09/06/2026
Come operatrici dei Centri Antiviolenza, come educatrici ed educatori, operatrici e operatori interculturali della Dedalus Cooperativa Sociale, ogni giorno abitiamo i luoghi del trauma e quelli della crescita.
Siamo nelle case rifugio con chi scappa dalla violenza, nelle classi con le ragazze e i ragazzi che costruiscono il proprio futuro, nei centri interculturali con adolescenti che si interrogano su identità, affettività e relazioni.
È a partire da questa esperienza che guardiamo con preoccupazione al Ddl Valditara. Perché sappiamo che la prevenzione della violenza comincia nei luoghi educativi, nelle relazioni e negli spazi in cui si impara a riconoscere sé stessi e gli altri.

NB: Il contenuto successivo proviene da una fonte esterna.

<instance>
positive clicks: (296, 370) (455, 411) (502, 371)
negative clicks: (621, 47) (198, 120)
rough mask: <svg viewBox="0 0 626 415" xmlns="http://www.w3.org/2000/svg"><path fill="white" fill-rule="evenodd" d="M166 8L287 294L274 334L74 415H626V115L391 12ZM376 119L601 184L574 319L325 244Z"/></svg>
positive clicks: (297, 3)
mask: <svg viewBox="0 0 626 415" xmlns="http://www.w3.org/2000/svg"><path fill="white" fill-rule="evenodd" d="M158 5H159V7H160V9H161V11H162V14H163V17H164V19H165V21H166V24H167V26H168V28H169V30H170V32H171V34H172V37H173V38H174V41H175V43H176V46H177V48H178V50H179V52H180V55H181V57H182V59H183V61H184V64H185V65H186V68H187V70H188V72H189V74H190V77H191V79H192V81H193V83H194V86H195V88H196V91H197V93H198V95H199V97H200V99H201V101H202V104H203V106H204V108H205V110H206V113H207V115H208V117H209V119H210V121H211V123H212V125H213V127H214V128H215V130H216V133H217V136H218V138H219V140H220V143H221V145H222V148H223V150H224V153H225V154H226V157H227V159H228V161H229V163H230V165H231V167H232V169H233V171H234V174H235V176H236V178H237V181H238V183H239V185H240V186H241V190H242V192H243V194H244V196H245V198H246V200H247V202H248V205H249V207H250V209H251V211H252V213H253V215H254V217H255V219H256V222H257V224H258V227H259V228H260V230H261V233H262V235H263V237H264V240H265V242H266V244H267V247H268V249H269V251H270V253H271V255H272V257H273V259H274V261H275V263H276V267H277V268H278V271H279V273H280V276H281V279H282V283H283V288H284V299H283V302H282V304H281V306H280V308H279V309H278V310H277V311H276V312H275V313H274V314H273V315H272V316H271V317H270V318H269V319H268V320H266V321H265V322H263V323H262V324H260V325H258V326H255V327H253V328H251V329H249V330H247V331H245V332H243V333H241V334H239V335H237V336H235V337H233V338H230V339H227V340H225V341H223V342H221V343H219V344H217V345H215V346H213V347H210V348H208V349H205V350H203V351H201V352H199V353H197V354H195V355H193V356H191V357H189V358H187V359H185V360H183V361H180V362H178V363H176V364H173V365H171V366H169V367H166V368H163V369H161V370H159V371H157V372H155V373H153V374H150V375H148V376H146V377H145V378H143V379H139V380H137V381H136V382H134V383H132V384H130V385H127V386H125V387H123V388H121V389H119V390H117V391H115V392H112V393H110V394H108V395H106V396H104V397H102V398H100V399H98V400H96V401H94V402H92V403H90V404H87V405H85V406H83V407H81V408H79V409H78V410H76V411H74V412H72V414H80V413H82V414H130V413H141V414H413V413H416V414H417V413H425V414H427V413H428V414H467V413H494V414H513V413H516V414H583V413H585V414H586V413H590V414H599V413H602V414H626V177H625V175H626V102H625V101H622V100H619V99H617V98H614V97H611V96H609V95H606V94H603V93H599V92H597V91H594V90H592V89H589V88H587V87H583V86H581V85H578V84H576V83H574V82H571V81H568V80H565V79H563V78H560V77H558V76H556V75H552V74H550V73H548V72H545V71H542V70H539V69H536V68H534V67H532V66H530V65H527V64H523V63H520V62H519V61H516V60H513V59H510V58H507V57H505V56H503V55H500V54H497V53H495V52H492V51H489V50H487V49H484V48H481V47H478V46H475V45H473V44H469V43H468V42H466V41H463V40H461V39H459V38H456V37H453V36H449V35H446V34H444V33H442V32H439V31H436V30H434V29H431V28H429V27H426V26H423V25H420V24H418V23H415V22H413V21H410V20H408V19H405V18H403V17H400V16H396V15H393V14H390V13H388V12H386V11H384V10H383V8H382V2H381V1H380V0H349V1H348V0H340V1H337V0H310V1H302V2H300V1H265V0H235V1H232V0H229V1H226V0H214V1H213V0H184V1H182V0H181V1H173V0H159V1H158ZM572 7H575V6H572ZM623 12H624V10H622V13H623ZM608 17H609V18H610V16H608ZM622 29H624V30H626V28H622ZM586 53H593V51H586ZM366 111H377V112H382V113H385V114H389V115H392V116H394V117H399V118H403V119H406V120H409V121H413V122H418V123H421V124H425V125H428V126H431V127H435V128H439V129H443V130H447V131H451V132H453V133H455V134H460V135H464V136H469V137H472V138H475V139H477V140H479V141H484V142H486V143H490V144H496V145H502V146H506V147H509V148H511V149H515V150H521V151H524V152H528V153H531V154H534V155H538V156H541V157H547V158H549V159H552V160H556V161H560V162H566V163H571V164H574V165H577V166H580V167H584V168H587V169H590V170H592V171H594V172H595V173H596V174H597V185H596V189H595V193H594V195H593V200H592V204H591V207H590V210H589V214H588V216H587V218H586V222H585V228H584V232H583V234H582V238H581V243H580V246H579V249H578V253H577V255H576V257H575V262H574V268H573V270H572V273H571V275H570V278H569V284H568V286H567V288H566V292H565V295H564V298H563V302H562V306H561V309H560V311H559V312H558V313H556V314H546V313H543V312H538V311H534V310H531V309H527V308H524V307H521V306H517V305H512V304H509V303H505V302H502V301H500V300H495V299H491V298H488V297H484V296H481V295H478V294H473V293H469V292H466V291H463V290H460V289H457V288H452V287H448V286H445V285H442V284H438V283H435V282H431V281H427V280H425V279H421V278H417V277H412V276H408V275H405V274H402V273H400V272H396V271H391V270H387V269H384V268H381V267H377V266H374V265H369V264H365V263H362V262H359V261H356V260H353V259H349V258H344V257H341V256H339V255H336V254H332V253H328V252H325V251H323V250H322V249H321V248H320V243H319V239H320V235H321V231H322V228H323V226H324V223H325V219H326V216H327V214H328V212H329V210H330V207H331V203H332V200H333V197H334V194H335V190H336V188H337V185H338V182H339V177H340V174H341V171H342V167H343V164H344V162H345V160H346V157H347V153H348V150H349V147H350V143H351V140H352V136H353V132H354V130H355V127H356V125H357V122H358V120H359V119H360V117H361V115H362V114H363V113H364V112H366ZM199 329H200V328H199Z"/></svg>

Questa riforma ci preoccupa e continueremo a opporci perché:
1️⃣ L’educazione sessuo – affettiva è uno strumento di prevenzione
Nei percorsi che realizziamo ogni giorno nelle scuole incontriamo ragazze e ragazzi che chiedono spazi per parlare di consenso, affettività, stereotipi e rispetto reciproco. L’educazione sessuo-affettiva non è un concetto astratto: è uno strumento fondamentale per prevenire la violenza e promuovere relazioni sane e consapevoli. Senza di essa, lasciamo i giovani soli davanti a un mondo digitale dove il consumo di modelli tossici e pornografici precede la consapevolezza di sé.
2️⃣ L’autorizzazione preventiva rischia di creare nuove disuguaglianze.
Prevedere un’autorizzazione preventiva dei genitori per parlare di affettività finirà per scoraggiare molte scuole. È facile prevedere che, per evitare contestazioni o conflitti, molti istituti finiranno per rinunciare a progetti e attività su stereotipi di genere, bullismo e razzismo.
Un impoverimento culturale che colpirà soprattutto i contesti più fragili e multiculturali dove il dialogo è l’unico ponte possibile.
3️⃣ La scuola è uno spazio di libertà
I dati Istat ci dicono che la violenza domestica è la più diffusa.
Spesso la scuola è l’unico spazio “terzo” dove i ragazzi e le ragazze che assistono alla violenza contro le loro madri possono trovare un linguaggio diverso.
Delegare interamente alla famiglia l’educazione al rispetto significa ignorare che in molti casi proprio l’ambiente familiare può essere il luogo in cui si apprendono modelli relazionali segnati dal controllo o dalla violenza.
Ridurre questi spazi, quindi, significa indebolire una delle principali risorse di prevenzione di cui disponiamo come comunità.
4️⃣ Non possiamo permetterci di arretrare
Centri Antiviolenza, scuole, centri interculturali lavorano da decenni per costruire reti di solidarietà e cittadinanza attiva.
Non possiamo permettere che battaglie ideologiche cancellino anni di buone pratiche. Intervenire solo “dopo”, quando il reato è consumato o il trauma è inferto, è una sconfitta per l’intera società.
Vogliamo una scuola che sia un laboratorio di libertà.
Vogliamo giovani capaci di costruire relazioni paritarie e sane, liberi da pregiudizi e discriminazioni.
Come operatrici dell’antiviolenza, dell’educazione e dell’intercultura continueremo a entrare nelle scuole, ad abitare i territori e a costruire spazi di confronto con le nuove generazioni.
La prevenzione è un atto politico e di civiltà.